Single by Playboi Carti featuring Lil Uzi Vert

from the album Playboi Carti
- Released: March 10, 2017 (SoundCloud) April 7, 2017 (official release)
- Recorded: February 14, 2017
- Studio: Means Street Studios
- Genre: Trap
- Length: 3:57
- Label: AWGE; Interscope;
- Songwriters: Jordan Carter; Symere Woods; Jordan Jenks;
- Producer: Pi'erre Bourne

Playboi Carti singles chronology
| "Margiela Roof" (2017) | "Wokeuplikethis" (2017) | "Sleeping With My 9" (2017) |

Lil Uzi Vert singles chronology
| "XO Tour Llif3" (2017) | "Wokeuplikethis" (2017) | "Raf" (2017) |

Music video
- "wokeuplikethis*" on YouTube

= Wokeuplikethis =

2017 single by Playboi Carti featuring Lil Uzi Vert

"Wokeuplikethis" (stylized wokeuplikethis*) is a song by American rapper Playboi Carti, featuring fellow American rapper Lil Uzi Vert. Written alongside producer Pi'erre Bourne, it was originally released on March 10, 2017 to SoundCloud before being official released on April 7, 2017, as the second single from Carti's eponymous debut commercial mixtape. The song interpolates the 2004 single "White Tee" by Dem Franchize Boyz.

==Release==
The song premiered via SoundCloud on March 10, 2017, and was released on iTunes for digital download as a single on April 7, 2017.
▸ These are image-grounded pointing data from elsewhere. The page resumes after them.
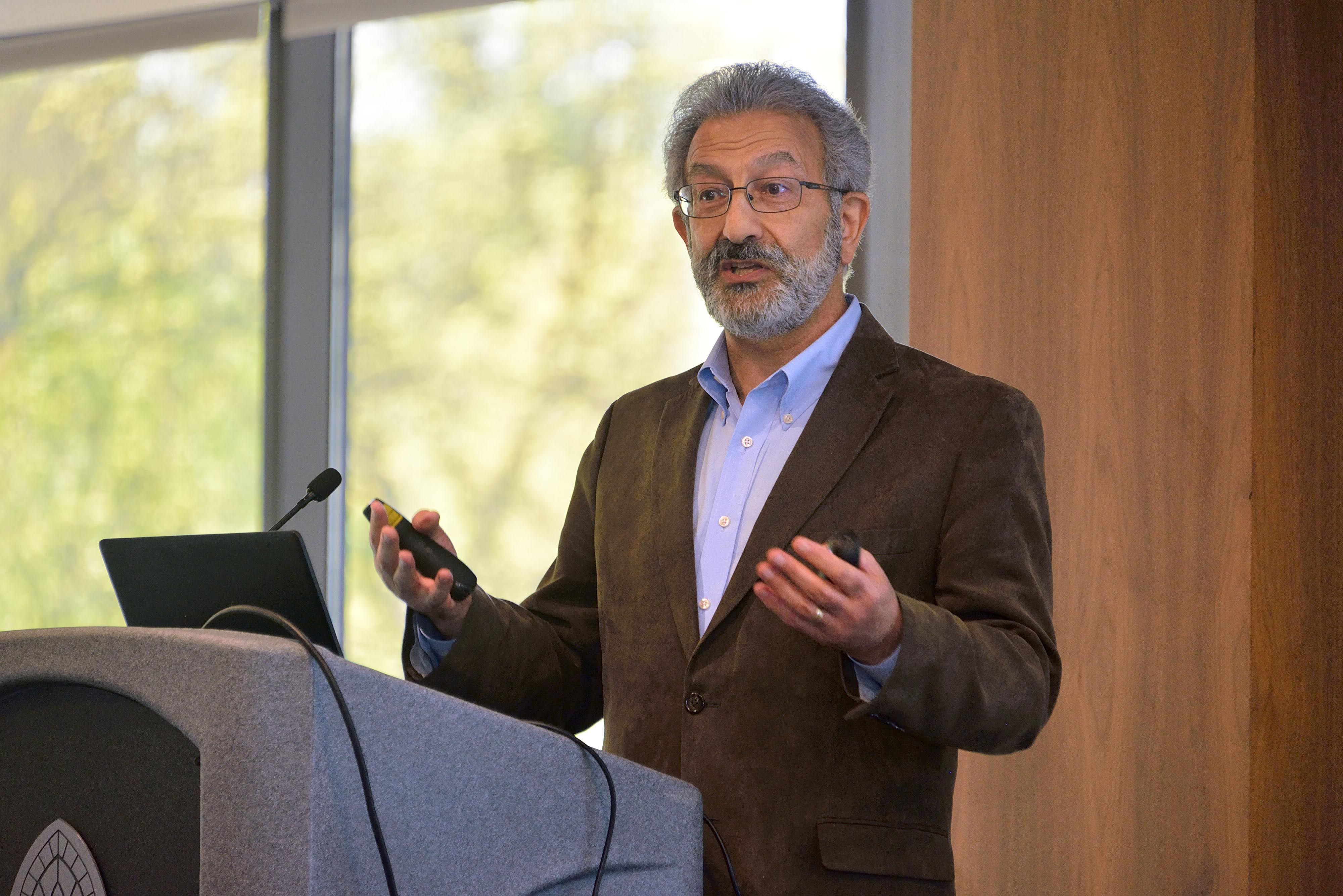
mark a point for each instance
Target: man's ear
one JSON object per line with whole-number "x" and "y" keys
{"x": 853, "y": 212}
{"x": 679, "y": 223}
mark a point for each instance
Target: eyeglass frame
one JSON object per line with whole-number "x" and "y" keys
{"x": 754, "y": 180}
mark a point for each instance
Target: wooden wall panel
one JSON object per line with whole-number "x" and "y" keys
{"x": 1083, "y": 230}
{"x": 1297, "y": 785}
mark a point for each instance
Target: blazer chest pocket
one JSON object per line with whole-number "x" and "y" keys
{"x": 883, "y": 848}
{"x": 880, "y": 542}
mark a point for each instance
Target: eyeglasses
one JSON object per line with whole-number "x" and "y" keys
{"x": 766, "y": 195}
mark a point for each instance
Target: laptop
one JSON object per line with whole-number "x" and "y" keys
{"x": 181, "y": 581}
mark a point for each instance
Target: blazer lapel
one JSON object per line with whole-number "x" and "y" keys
{"x": 675, "y": 458}
{"x": 841, "y": 425}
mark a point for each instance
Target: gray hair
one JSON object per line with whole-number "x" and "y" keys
{"x": 768, "y": 86}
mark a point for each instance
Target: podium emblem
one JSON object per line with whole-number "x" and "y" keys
{"x": 58, "y": 864}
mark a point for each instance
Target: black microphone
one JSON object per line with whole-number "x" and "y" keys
{"x": 320, "y": 489}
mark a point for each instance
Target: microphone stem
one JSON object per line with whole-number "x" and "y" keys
{"x": 307, "y": 499}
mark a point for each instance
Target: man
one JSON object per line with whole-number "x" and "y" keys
{"x": 817, "y": 706}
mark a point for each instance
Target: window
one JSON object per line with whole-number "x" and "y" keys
{"x": 514, "y": 263}
{"x": 132, "y": 202}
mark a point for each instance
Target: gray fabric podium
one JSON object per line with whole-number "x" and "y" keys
{"x": 471, "y": 801}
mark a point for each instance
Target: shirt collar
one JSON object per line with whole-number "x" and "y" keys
{"x": 804, "y": 379}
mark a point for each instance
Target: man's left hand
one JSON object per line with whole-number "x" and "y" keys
{"x": 860, "y": 613}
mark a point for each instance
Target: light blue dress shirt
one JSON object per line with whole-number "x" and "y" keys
{"x": 743, "y": 448}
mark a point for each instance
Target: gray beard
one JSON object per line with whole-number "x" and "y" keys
{"x": 759, "y": 312}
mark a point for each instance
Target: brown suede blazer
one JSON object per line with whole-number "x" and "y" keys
{"x": 942, "y": 474}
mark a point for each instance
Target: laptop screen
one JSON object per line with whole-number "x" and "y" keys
{"x": 181, "y": 581}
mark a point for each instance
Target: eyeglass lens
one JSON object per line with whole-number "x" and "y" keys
{"x": 765, "y": 195}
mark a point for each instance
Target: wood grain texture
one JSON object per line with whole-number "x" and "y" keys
{"x": 1297, "y": 781}
{"x": 1083, "y": 230}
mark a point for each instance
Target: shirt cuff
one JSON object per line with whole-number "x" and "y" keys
{"x": 430, "y": 646}
{"x": 872, "y": 678}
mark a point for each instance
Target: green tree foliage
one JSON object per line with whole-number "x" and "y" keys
{"x": 131, "y": 316}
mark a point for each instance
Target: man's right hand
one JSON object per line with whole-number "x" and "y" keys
{"x": 397, "y": 568}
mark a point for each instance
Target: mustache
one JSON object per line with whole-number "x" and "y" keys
{"x": 750, "y": 251}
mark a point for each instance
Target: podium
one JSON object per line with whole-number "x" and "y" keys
{"x": 217, "y": 762}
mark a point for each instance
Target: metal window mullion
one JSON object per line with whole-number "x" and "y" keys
{"x": 308, "y": 289}
{"x": 880, "y": 76}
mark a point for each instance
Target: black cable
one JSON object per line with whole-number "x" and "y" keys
{"x": 610, "y": 785}
{"x": 350, "y": 726}
{"x": 733, "y": 875}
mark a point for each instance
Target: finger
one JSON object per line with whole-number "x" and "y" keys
{"x": 812, "y": 587}
{"x": 847, "y": 579}
{"x": 805, "y": 605}
{"x": 872, "y": 568}
{"x": 377, "y": 519}
{"x": 389, "y": 546}
{"x": 444, "y": 585}
{"x": 409, "y": 584}
{"x": 808, "y": 623}
{"x": 428, "y": 522}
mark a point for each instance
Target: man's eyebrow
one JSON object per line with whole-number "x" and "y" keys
{"x": 703, "y": 168}
{"x": 780, "y": 156}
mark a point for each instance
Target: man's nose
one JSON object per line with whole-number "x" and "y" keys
{"x": 742, "y": 222}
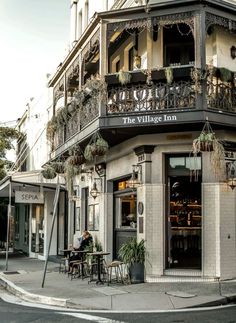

==Composition and lyrics==
"Wokeuplikethis" is a trap song. Carti's verses have been described as "spilling out unfinished ideas, but there's a charm to the way he dawdles through verses, as if rap is merely an afterthought." The lyrics of the song depict Carti and Lil Uzi's rise to fame and criticises smaller artists for allegedly copying their style. The intro consists of Lil Uzi repeating the phrase "I'm a rockstar" in a reference to him and Carti's fame.

==Music video==
The song's official music video premiered exclusively on Tidal and was then later released on YouTube on August 9, 2017, with 112 million views as of August 2026. The video was directed by James "JMP" Pereira, who has directed videos such as "Look At Me" and "Moonlight" for XXXTentacion.

===Synopsis===
The video takes place in a prison, with the opening shot showing Carti getting a haircut shirtless by a woman in a red dress while lip syncing the lyrics on a rotary dial telephone. The rest of the video switches between shots of an exercise yard and a hallway with other prisoners imitating him.

==Usage in media==
- The song was interpolated by Eminem for the track "Greatest" on Kamikaze.
- Beyoncé interpolated the song into her 2018 Coachella performance.
- The song was used in the video game NBA Live 18
- Lil Wayne remixed the song on his mixtape Dedication 6: Reloaded.

==Charts==

===Weekly charts===

| Chart (2017) | Peak position |
|---|---|
| US Billboard Hot 100 | 76 |
| US Hot R&B/Hip-Hop Songs (Billboard) | 32 |
| US Hot Rap Songs (Billboard) | 25 |

===Year-end charts===

| Chart (2017) | Position |
|---|---|
| US Hot R&B/Hip-Hop Songs (Billboard) | 79 |

==Certifications==

| Region | Certification | Certified units/sales |
| Canada (Music Canada) | Gold | 40,000^{‡} |
| Poland (ZPAV) | Gold | 25,000^{‡} |
| New Zealand (RMNZ) | Platinum | 30,000^{‡} |
| United Kingdom (BPI) | Silver | 200,000^{‡} |
| United States (RIAA) | 2× Platinum | 2,000,000^{‡} |
^{‡} Sales+streaming figures based on certification alone.